Session I—Hepatitis C
Pathogenesis of hepatitis C virus recurrence in the liver allograft
- 1Hepatitis C virus (HCV) infection in the allograft occurs in the setting of greater viral burden than in nontransplantation patients.
- 2Infection of the allograft occurs early (within days and possibly during the intraoperative reperfusion phase).
- 3Viral burden plateaus at 1 month posttransplantation and (in the absence of cholestatic HCV) peaks at the time of acute hepatitis (1 to 4 months).
- 4Acute hepatitis is associated with immune cell infiltration and hepatocyte apoptosis.
- 5Cholestatic HCV seems to be a disease of direct HCV cytopathic injury in the setting of extreme virus levels, an intrahepatic T helper subtype 2 cell (TH2)-like response, and lack of a specific HCV-directed response.

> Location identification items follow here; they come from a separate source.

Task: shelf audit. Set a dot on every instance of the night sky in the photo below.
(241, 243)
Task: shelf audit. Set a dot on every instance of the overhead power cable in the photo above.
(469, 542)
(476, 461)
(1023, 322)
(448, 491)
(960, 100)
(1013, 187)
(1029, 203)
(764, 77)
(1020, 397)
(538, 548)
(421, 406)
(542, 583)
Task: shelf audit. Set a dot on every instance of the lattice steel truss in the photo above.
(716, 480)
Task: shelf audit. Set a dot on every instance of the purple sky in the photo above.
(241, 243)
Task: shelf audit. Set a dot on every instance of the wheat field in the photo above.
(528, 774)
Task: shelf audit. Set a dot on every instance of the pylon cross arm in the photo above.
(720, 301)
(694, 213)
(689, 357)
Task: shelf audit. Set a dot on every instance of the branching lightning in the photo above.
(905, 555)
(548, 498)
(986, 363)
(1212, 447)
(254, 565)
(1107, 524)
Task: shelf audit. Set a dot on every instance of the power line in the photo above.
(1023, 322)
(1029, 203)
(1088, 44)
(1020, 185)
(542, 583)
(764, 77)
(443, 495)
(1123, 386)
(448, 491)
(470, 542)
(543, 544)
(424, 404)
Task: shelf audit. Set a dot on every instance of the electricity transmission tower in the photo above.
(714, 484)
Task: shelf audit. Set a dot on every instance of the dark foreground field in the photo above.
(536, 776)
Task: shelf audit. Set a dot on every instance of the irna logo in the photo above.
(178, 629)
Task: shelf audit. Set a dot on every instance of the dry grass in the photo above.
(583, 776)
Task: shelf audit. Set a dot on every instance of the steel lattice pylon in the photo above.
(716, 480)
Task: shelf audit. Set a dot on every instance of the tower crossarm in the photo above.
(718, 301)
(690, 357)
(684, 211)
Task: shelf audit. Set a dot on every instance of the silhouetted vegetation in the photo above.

- 6Chronic hepatitic HCV seems to behave at the molecular and/or cellular level in a similar fashion to the nontransplantation setting, with activation of TH1 inflammatory, profibrotic, and proapoptotic pathways. This process operates at a greater viral burden than pretransplantation and leads to more progressive disease.
- 7More studies are required to examine and distinguish allograft rejection in the setting of HCV infection from HCV infection alone.